During Navlakha’s custody as an undertrial prisoner, a chargesheet was filed on October 9, 2020; charges are yet to be filed in the court.

In May 2021, the Supreme Court rejected Navlakha’s default bail on the ground that the 35 days which he spent under house arrest in 2018 did not constitute custody in order to compute the 90-day period as provided under Section 167(2)(a)(i) of the Code of Criminal Procedure.

According to the Section, the chargesheet should be filed within 90 days from the day the accused is arrested, failing which he is entitled to default bail.

On October 12, 2021, Navlakha was shifted to the ‘anda circle’ (high-security zone) from the barracks at Taloja.

On April 26 last year, the Bombay High Court dismissed Navlakha’s petition that sought to shift him from the Taloja jail in Navi Mumbai to house arrest.

On May 23, Navlakha approached the NIA to be provided with a mosquito net, which he was previously allowed but which was subsequently taken away by the prison authorities.

Earlier, prison authorities had refused his request for a new pair of spectacles, which were given only after media and legal intervention.

The Maharashtra prison authority has also barred Navlakha from availing telephonic communication facilities in Taloja.

This was done in accordance with a circular signed by the state’s inspector general of police that provides that undertrial prisoners booked under charges of terrorism or other “serious charges” cannot make telephone calls from the prison.

On November 10 last year, the Supreme Court allowed Navlakha to be placed under house arrest for a period of one month under certain restrictions.

On November 19, after hearing and incorporating further concerns of the NIA, the Bench dismissed the petition filed by the NIA to vacate the Order granting house arrest.

The court directed for the house arrest Order to be implemented within 24 hours of its pronouncement.

Since then, his house arrest has been periodically extended by the court.

On December 19, the Bombay High Court granted bail to Navlakha.
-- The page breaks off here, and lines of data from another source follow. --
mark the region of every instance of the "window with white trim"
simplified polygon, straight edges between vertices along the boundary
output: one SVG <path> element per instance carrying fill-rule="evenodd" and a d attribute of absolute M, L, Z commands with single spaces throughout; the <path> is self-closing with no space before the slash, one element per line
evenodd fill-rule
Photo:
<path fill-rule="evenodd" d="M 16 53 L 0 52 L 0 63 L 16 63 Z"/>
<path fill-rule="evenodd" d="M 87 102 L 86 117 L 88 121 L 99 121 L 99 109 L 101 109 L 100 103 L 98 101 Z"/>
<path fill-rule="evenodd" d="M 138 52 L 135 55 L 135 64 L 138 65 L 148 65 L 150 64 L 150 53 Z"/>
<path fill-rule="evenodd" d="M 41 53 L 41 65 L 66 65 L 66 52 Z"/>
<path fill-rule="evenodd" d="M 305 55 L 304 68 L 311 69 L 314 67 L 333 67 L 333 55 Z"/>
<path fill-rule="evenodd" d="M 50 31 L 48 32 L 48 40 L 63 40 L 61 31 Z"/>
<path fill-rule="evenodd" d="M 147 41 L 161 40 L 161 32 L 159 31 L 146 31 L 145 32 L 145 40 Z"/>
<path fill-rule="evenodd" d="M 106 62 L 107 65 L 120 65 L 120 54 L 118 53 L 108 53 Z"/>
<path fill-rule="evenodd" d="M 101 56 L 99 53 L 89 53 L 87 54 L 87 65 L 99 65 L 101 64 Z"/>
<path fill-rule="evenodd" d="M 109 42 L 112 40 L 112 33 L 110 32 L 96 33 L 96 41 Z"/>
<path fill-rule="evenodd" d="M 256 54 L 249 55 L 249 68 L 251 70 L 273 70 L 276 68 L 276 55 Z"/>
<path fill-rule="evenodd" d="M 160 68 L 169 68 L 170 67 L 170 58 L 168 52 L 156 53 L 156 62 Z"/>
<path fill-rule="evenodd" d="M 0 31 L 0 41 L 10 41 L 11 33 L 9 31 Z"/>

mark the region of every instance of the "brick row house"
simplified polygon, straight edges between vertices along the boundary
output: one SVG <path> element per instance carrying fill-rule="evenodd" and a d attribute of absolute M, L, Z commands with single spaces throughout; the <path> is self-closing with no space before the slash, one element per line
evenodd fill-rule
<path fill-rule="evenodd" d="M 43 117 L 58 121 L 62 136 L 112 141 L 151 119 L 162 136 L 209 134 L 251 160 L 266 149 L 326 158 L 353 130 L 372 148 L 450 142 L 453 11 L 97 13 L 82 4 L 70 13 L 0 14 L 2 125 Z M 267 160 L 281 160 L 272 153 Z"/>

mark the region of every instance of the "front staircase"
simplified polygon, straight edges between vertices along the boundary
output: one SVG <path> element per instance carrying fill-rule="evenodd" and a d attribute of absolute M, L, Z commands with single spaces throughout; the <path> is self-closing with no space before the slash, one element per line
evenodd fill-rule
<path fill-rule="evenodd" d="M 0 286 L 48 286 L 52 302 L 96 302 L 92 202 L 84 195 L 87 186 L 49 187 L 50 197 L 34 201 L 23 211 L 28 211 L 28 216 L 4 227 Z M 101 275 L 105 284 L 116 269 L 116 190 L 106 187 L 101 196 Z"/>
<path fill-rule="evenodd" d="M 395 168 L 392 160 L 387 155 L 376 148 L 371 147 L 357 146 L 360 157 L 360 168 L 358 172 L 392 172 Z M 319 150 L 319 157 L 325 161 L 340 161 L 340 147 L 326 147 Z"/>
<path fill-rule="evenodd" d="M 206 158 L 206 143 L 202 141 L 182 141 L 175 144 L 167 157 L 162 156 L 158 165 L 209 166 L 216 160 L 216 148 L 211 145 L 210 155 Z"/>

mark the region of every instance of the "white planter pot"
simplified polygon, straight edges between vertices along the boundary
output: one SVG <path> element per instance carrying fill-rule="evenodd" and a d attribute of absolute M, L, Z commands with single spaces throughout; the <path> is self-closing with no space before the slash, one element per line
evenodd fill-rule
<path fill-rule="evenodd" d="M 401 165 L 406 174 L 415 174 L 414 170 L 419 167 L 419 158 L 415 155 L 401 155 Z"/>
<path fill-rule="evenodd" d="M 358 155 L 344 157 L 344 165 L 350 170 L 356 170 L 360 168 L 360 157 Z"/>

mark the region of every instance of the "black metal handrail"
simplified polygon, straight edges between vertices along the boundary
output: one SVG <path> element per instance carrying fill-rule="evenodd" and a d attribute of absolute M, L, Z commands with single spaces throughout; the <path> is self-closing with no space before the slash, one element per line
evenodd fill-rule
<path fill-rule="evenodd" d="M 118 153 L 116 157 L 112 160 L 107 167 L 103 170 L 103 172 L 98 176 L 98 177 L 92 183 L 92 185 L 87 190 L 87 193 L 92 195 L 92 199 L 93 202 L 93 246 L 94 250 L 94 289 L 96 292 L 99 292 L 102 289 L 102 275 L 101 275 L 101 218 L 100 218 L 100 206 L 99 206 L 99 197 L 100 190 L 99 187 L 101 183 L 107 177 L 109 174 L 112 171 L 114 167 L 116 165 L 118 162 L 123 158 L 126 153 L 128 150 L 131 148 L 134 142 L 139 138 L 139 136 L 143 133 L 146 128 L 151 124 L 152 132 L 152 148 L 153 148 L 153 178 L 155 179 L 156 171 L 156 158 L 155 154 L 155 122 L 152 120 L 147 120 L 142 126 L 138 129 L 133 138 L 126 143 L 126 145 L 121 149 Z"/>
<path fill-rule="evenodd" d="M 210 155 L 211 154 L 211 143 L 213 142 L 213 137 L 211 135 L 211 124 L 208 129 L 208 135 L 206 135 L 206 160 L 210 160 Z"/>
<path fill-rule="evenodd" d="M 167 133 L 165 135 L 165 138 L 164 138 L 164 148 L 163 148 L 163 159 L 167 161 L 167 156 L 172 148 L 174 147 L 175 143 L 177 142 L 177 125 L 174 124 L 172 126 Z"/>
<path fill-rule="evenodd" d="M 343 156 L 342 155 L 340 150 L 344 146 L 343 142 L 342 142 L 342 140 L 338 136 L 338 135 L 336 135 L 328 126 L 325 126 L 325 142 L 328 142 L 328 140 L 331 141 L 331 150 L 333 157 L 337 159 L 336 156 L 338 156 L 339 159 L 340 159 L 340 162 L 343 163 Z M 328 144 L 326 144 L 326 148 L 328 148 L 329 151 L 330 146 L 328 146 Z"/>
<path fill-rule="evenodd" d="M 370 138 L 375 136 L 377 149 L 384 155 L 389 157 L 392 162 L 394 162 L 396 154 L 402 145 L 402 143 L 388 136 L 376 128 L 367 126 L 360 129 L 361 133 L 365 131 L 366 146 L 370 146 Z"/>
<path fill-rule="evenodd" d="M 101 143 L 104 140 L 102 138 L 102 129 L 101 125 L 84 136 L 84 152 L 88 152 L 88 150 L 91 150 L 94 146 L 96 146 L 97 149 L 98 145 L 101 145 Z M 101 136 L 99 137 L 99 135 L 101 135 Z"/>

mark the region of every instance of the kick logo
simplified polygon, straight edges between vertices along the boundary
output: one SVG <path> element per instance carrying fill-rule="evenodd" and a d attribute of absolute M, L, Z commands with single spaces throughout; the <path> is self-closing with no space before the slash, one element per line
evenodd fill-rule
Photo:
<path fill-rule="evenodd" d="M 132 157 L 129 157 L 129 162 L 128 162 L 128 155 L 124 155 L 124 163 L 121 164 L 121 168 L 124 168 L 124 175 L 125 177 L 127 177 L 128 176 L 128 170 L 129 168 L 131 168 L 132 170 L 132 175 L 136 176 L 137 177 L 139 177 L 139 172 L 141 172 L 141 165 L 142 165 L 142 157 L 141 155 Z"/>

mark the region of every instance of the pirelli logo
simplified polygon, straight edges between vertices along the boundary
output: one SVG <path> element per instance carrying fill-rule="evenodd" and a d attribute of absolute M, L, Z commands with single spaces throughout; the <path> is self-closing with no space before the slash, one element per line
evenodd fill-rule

The high court, however, stayed the bail Order for three weeks to allow the NIA to appeal in the Supreme Court.

On January 5, a Supreme Court Bench comprising M.M. Sundresh and S.V.N. Bhatti extended the stay on the bail Order, following a request by the NIA.

The prosecution in the case has filed a chargesheet exceeding 5,000 pages and intends to cross-examine at least 200 witnesses. Eleven of the 16 accused persons are presently incarcerated, having now spent between two to almost five years in judicial custody without trial.

Five co-accused persons, Sudha Bharadwaj, Varavara Rao, Dr Anand Teltumbde, Vernon Gonsalves, Arun Ferreira, have been released on bail. Navlakha and Raut have been granted bail but wait pending decision on the stay Orders by the Supreme Court.

Another accused, tribal rights activist and Jesuit priest Father Stan Swamy, passed away in judicial custody in July 2021 after contracting Covid in prison while awaiting bail on medical grounds.